When a truckload of apples arrives at a packing plant, a random sample of 250 is selected and examined for bruises, and other defects. The whole truckload will be rejected if more than 5% of the sample is unsatisfactory. Although it is not known, in fact 8% of the apples on the truck do not meet the desired standard. What is the probability the shipment will be accepted anyways.

To find the probability that the shipment will be accepted, we need to determine the probability that the sample contains 5% or fewer unsatisfactory apples.

Given that 8% of the apples on the truck do not meet the desired standard, we can assume that the apples are independently and identically distributed (i.i.d). Additionally, we know that the sample size is 250.

To solve this problem, we can use the binomial distribution. The binomial distribution is used for discrete, independent trials with two possible outcomes (success or failure) and a fixed number of trials.

In this case, a success would be an apple that meets the desired standard, and a failure would be an apple that does not meet the desired standard. The probability of success is 1 - 0.08 (since 8% of the apples do not meet the standard), and the probability of failure is 0.08.

Let's denote X as the number of unsatisfactory apples in the sample. We want to calculate P(X ≤ 0.05*250), which is the probability of having 5% or fewer unsatisfactory apples.

Using the binomial distribution, the probability mass function (PMF) for X is given by:

P(X=k) = C(n, k) * p^k * (1-p)^(n-k)

where n is the sample size, p is the probability of success, and C(n, k) represents the binomial coefficient.

In our case, we have n = 250, k = 0.05*250 = 12.5. Since we cannot have a fractional number of unsatisfactory apples, we need to consider the probability of having 12 or fewer unsatisfactory apples:

P(X ≤ 12) = P(X = 0) + P(X = 1) + P(X = 2) + ... + P(X = 12)

Calculating this sum would be an exhaustive process, but luckily, we can use a normal approximation to estimate the probability.

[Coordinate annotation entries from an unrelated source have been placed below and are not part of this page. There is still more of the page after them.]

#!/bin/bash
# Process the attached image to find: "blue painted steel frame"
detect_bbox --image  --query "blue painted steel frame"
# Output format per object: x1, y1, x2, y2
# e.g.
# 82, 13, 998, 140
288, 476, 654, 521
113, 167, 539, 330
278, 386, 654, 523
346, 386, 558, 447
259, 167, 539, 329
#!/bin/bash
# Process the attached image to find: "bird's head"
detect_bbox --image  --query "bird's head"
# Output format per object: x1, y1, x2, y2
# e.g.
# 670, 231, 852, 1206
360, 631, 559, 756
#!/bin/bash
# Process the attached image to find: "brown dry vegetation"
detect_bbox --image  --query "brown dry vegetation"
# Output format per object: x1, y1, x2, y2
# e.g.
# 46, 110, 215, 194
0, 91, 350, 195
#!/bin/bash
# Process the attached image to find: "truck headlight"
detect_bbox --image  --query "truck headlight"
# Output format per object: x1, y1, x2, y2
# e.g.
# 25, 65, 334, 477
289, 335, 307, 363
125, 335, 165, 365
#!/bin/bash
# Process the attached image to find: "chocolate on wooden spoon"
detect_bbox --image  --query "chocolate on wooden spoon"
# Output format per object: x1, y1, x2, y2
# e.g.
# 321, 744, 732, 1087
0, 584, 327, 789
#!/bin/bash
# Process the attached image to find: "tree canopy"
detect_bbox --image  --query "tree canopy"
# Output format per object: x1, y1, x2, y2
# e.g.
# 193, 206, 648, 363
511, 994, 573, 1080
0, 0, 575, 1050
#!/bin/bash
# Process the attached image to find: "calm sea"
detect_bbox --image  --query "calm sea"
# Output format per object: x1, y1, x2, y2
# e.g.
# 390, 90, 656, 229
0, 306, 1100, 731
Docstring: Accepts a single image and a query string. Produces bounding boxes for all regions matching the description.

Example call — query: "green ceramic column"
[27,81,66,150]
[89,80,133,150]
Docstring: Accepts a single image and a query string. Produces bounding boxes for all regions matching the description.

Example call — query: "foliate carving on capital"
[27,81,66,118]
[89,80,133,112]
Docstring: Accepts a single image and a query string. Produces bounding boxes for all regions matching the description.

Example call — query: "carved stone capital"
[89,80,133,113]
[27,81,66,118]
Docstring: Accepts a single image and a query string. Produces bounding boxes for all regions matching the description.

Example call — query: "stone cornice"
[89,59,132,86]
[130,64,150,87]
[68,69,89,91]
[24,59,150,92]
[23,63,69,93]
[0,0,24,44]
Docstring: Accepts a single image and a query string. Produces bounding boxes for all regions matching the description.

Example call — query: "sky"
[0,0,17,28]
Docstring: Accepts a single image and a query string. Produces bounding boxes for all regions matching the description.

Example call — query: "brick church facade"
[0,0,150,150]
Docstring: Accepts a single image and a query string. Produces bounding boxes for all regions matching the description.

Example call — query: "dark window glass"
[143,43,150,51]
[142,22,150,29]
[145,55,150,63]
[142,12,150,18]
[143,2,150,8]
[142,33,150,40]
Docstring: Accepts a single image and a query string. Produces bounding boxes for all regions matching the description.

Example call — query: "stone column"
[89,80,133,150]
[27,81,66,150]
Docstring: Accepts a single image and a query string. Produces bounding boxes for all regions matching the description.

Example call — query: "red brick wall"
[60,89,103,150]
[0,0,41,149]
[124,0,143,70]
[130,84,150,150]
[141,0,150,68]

For a large sample size (n) and a low probability of success (p), the binomial distribution can be approximated by a normal distribution with mean μ = n*p and standard deviation σ = √(n*p*(1-p)).

In our case, μ = 250*0.08 = 20 and σ = √(250*0.08*0.92) ≈ 4.08.

Now, we can use the normal distribution to estimate the probability:

P(X ≤ 12) ≈ P(Z ≤ (12 - 20)/4.08)

Using a standard normal table or calculator, we find that P(Z ≤ -1.96) ≈ 0.025.

Therefore, the probability that the shipment will be accepted is approximately 0.025 or 2.5%.